J’aspire à ce que le niveau de pression sur moi baisse. Ça fait 5 ans que ça dure et ce n’est pas bon. On finit par ne plus raisonner aussi tranquillement qu’on le devrait. Deuxièmement, il faut aussi que le grand arbre n’empêche pas le reste de la forêt de pousser. Je suis content, car maintenant il y a plusieurs visages qui ont émergé à l’intérieur du Parti de gauche. Il faut qu’ils aient leur espace politique. La troisième raison, c’est que je sais dans quelle condition je peux être utile. Je ne vais pas jouer tous les rôles.
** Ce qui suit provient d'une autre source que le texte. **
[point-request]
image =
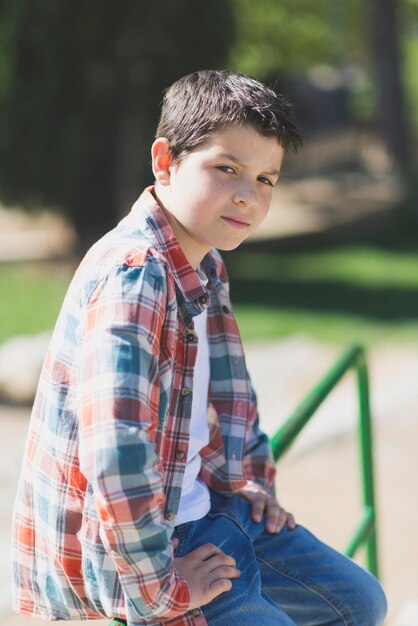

Je veux m’utiliser dans ce que je crois être capable de faire : la transmission idéologique, le travail intellectuel et culturel. Et j’ai besoin de reconstituer la couche de terreau. Ce qu’il faut c’est donner des raisons qui donnent envie de se battre et peu importe qui on va trouver en face de nous. C’est ça qui va être le moteur. Pour moi, ce n’est pas de me mettre en retrait, c’est m’utiliser autrement. J’ai fait mon temps à organiser la vie d’un parti. J’essaie de cristalliser quelque chose qui existe en dehors de moi. J’ai besoin de temps, je ne peux plus continuer comme cela.